As my father got more and more sick, I took on more and more responsibility.

I’d get food. I’d pay bills. And I figured out how to keep our household going.

But the thing that saved me was as series of phenomenal New York City public school teachers who made school a place that was safe and engaging and interesting. I had a teacher in fourth, fifth, and sixth grades, Mr. Osterweil. He had us read the New York Times every day. I always say he was doing college- and career-ready standards before we called them college- and career-ready standards. We read The New York Times every day … in fourth, fifth, and sixth grade.

We put on productions of A Midsummer Night’s Dream—Shakespeare in elementary school. We did a production of Alice in Wonderland. I was the rose in Alice in Wonderland. Imagine me with big, red felt petals sticking out of my head. In Mr. Osterweil’s class we went to the museum and the ballet; and he just showed us this whole world of possibility beyond Canarsie, Brooklyn. If I hadn’t had Mr. Osterweil as my teacher in fourth, fifth, and sixth grades, I wouldn’t be alive today I’m quite certain of that.

And it wasn’t a straight line. By the time I got to high school, I was moving around between family members and schools. I got in trouble a lot—as many young people who we work with, do. Young people who have experienced trauma often struggle with authority. I did. I got in trouble all the time. I got in trouble so much, I got kicked out of high school.

I always say I’m the first U.S. Secretary of Education ever to have been kicked out of high school. But I share that partly to say that I hope I’m not the last. Right?
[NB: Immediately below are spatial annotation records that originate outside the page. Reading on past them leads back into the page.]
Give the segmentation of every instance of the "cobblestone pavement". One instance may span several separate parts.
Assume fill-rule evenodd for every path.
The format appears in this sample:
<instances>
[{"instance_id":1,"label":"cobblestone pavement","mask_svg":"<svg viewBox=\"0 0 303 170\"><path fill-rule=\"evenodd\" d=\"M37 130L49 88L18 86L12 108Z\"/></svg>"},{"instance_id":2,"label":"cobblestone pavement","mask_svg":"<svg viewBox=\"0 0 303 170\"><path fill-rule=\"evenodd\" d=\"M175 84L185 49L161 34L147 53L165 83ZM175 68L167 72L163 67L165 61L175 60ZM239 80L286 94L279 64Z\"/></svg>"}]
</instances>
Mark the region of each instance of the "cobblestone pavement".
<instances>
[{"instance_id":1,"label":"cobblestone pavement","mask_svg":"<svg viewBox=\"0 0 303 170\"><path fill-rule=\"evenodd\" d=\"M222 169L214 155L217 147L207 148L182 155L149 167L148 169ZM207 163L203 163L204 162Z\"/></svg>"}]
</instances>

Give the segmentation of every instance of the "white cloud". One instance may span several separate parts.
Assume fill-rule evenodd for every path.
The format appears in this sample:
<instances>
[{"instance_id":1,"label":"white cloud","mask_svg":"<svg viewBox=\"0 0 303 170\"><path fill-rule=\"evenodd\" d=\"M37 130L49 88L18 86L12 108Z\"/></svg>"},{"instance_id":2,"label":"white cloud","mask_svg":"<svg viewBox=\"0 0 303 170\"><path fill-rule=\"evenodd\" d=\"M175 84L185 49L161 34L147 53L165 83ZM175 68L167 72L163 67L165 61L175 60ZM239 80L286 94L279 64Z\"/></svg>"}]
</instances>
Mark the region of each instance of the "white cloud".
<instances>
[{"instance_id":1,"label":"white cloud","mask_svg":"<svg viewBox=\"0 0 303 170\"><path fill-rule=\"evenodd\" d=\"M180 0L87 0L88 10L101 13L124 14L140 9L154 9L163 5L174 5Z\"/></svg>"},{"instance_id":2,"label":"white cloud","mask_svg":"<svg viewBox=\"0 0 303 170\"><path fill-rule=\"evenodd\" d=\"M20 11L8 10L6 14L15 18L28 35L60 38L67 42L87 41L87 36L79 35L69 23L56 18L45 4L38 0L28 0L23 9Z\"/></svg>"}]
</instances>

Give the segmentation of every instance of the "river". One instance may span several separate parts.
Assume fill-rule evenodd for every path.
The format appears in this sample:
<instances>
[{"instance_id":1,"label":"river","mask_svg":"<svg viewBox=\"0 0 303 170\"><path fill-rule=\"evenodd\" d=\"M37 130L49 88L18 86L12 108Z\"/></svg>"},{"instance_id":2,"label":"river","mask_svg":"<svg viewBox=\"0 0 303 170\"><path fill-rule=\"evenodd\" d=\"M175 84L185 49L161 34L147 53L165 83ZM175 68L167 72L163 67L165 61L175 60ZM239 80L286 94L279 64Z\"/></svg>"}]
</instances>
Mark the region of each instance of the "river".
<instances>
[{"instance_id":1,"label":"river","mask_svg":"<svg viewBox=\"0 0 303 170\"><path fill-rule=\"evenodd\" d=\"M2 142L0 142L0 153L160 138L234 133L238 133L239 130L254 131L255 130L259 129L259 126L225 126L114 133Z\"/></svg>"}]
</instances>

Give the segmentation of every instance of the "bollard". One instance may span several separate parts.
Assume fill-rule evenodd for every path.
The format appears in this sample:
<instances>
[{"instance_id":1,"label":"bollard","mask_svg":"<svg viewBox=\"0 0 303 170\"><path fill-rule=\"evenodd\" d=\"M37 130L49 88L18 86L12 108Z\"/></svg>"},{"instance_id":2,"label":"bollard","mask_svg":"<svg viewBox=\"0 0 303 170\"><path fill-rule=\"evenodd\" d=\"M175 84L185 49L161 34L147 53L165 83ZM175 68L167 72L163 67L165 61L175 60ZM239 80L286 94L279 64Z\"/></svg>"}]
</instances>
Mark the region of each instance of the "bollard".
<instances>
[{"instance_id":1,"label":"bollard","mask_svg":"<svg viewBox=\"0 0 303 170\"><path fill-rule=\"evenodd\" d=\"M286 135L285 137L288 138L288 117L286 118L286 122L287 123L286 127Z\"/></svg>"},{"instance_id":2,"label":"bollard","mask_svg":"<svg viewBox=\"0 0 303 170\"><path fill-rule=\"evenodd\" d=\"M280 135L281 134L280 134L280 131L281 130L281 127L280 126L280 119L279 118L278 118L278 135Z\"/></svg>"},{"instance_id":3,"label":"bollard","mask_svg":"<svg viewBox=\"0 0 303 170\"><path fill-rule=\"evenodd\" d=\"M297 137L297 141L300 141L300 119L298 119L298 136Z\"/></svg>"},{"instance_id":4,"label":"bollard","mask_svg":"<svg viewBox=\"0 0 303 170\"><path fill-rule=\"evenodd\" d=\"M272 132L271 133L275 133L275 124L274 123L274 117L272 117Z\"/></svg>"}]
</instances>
Because part of why I’m standing here is because I had these great teachers who saved me, who sustained me through elementary school and middle school. Then I had another set of teachers and a counselor and some family members and some mentors who, even after I made mistakes, believed in me more than I believed in myself. They were willing to give me a second chance. It is because of that second chance that I am standing here today.

I share this story with you to say that schools save lives. Teachers, principals, every day, save kids’ lives.

They don’t even know it sometimes. Mr. Osterweil had no idea what was going on at home for me. He saved my life because he made class great. That’s what’s at stake. That’s why this work matters. That’s why we stay hopeful.

I bet every person in here has a story about a teacher, a principal, an educator who inspired them.

That’s why we stay hopeful because we know what’s possible for every kid. That’s why we’re here. That’s why we’re talking about education equity.

Thanks for the opportunity to join you; I look forward to the conversation.